This paper proposes several approaches as baselines to compute a shared active subspace for multivariate vector-valued functions. The goal is to minimize the deviation between the function evaluations on the original space and those on the reconstructed one. This is done either by manipulating the gradients or the symmetric positive (semi-)definite (SPD) matrices computed from the gradients of each component function so as to get a single structure common to all component functions. These approaches can be applied to any data irrespective of the underlying distribution unlike the existing vector-valued approach that is constrained to a normal distribution. We test the effectiveness of these methods on five optimization problems. The experiments show that, in general, the SPD-level methods are superior to the gradient-level ones, and are close to the vector-valued approach in the case of a normal distribution.

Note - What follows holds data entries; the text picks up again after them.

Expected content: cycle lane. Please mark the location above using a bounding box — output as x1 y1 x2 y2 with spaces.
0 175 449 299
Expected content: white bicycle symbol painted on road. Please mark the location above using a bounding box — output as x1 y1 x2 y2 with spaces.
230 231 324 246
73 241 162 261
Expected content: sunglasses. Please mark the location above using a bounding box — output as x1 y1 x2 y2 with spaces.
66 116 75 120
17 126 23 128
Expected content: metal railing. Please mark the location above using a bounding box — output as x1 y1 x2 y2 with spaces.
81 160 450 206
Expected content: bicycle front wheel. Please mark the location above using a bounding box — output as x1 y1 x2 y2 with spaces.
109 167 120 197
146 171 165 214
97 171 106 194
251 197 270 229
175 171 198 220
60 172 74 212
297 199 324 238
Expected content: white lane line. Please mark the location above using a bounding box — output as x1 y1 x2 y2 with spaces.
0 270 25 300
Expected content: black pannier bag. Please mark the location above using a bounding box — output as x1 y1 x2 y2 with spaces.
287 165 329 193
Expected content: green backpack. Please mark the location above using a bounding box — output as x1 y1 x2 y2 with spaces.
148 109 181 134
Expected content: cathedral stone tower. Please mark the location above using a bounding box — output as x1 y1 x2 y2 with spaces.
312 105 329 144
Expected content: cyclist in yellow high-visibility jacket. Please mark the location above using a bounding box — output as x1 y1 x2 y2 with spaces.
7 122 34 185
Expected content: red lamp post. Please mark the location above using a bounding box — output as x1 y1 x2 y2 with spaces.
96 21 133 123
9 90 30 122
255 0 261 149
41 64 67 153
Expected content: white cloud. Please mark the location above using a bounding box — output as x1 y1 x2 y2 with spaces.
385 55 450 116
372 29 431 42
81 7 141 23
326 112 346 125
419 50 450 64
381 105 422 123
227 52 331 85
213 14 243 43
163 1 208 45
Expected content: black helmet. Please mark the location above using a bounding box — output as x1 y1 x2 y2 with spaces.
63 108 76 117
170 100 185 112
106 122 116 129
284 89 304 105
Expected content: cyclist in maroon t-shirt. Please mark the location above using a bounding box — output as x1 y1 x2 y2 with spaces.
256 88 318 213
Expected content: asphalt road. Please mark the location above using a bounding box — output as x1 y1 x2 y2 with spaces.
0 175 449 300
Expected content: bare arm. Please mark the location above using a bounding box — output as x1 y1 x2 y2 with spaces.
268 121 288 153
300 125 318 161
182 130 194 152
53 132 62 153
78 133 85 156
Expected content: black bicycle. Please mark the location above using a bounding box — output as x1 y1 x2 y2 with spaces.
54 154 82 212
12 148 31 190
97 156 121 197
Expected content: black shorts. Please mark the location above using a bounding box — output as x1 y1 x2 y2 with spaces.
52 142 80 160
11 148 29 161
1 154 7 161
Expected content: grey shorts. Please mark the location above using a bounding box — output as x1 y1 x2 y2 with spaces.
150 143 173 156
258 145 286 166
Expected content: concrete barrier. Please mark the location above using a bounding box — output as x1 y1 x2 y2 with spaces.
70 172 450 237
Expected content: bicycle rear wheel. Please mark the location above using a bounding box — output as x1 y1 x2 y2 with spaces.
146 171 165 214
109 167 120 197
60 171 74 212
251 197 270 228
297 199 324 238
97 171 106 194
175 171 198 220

Interestingly, in most cases it suffices to take the sum of the SPD matrices to identify the best shared active subspace.

翻译：本文提出了几种基线方法，用于计算多元向量值函数的共享活动子空间。其目标是最小化原始空间上的函数评估与重构空间上的函数评估之间的偏差。这可通过操控每个分量函数的梯度，或由其梯度计算的对称正（半）定矩阵（SPD矩阵）来实现，从而获得所有分量函数共有的单一结构。与现有受限于正态分布的向量值方法不同，这些方法可适用于任意分布的数据。我们在五个优化问题上测试了这些方法的有效性。实验表明，总体而言，基于SPD矩阵的方法优于基于梯度的方法，且在正态分布情况下接近向量值方法的性能。有趣的是，在大多数情况下，仅需取SPD矩阵之和即可识别出最优共享活动子空间。